The death sentences have raised concern over the fate of scores of reformists, intellectuals, and activists arrested and put on trial following the street protests against the reelection of Iran's President Mahmud Ahmadinejad in June.
The head of public relations of Iran's Justice Ministry, Zahed Bashiri Rad, made the announcement October 10 interview with Iran's Student News agency (ISNA).
Observers say the death sentences appear to be part of efforts by the Iranian authorities to create fear and to silence the opposition movement that continues to challenge Ahmadinejad's reelection. Many Iranians believe that he won as a result of massive fraud.
Fatemeh Haghighatjoo, a former reformist legislator who is currently doing research work in the United States, told RFE/RL that the death sentences could signal more heavy sentences to come for those arrested over the protests.
"It's even possible that they would arrest the leaders of the opposition movement," Haghighatjoo said.
The death sentences for the three accused are the first to be announced. ISNA reported that 18 other protesters have also been sentenced, without giving more details.
The three sentenced to death were convicted of having ties with two exiled groups seeking to overthrow the Islamic establishment. Spokesman Rad identified the three only by their initials: M.Z., A.P., and N.A., and said that they can still appeal.
He said two of the accused, M.Z. and A.P., were convicted of having ties with the monarchist group, the Kingdom Assembly of Iran. The third accused, N.A., is said to be a member of the Mujahedin Khalq Organization (MKO), which is regarded by Iran as a terrorist organization.
An opposition website reported on October 8 that Mohammad Reza Ali Zamani, a member of the Kingdom Assembly of Iran, has been sentenced to be hanged. A report linked him to a 2008 bombing in Shiraz.

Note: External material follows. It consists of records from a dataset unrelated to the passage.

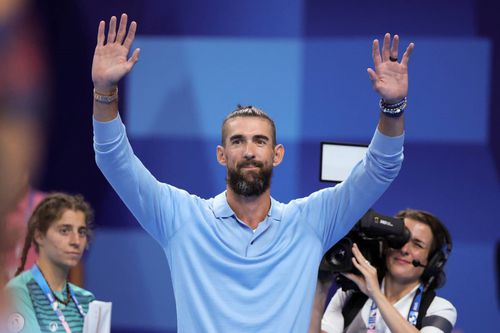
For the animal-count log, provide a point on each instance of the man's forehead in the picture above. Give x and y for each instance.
(248, 124)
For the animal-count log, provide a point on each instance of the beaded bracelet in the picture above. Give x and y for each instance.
(393, 110)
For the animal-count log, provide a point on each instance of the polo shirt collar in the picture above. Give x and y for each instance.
(221, 208)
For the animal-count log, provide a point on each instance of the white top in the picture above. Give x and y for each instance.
(440, 317)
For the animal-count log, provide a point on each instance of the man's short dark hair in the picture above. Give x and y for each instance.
(248, 111)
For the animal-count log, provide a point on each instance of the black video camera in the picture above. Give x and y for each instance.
(371, 233)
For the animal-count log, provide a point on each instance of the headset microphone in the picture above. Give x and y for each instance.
(417, 263)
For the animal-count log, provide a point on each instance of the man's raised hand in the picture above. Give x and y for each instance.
(110, 61)
(390, 77)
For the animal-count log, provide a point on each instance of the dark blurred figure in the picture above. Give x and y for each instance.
(23, 99)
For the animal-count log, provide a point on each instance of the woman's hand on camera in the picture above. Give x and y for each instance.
(368, 282)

It is not clear whether Zamani is one of the three accused mentioned by Rad.
Zamani's death sentence has led to international concern and condemnation.
Rights watchdog Amnesty International said it fears that the death sentence for 37-year-old Zamani will pave the way for more death sentences against those being tried on similar offences. Amnesty called on Iran to rescind the death sentence, which it said followed a trial that was a mockery of justice.

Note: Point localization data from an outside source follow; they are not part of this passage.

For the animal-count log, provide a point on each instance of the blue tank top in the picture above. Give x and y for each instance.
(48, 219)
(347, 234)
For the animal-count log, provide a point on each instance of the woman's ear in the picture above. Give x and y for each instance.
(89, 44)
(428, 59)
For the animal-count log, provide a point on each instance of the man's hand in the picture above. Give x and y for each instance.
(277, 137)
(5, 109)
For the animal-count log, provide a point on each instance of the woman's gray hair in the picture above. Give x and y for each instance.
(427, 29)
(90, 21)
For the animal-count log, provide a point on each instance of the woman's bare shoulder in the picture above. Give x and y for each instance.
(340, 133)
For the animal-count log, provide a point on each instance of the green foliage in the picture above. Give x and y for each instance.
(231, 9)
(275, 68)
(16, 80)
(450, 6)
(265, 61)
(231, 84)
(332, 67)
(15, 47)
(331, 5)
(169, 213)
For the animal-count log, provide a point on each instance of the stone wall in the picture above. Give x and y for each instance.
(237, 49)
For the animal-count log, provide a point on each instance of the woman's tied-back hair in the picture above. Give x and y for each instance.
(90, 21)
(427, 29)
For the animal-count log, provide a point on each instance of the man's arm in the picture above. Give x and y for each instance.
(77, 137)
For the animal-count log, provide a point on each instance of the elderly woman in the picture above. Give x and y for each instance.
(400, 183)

State-run Press TV quoted a diplomat, who spoke on condition of anonymity, as saying that Zamani was convicted for being a member of a terrorist group, as well as spying for the U.S. Central Intelligence Agency (CIA).
More than 2,000 people were arrested following the June 12 presidential vote. Many were released but scores remain behind bars.

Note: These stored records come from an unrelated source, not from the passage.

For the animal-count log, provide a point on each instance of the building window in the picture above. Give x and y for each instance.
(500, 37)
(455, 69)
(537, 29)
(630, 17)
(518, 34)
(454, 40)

In recent months Iran has put over 100 key reformist figures, journalists, and protesters on trial. A number of them have been reportedly tortured and forced to make false confessions.
The trials have been condemned by rights groups and reformists as show trials aimed at legitimizing President Ahmadinejad.
The death sentences over the postelection unrest were announced on the World Day Against the Death Penalty. Iran has one of the highest rates of executions in the world.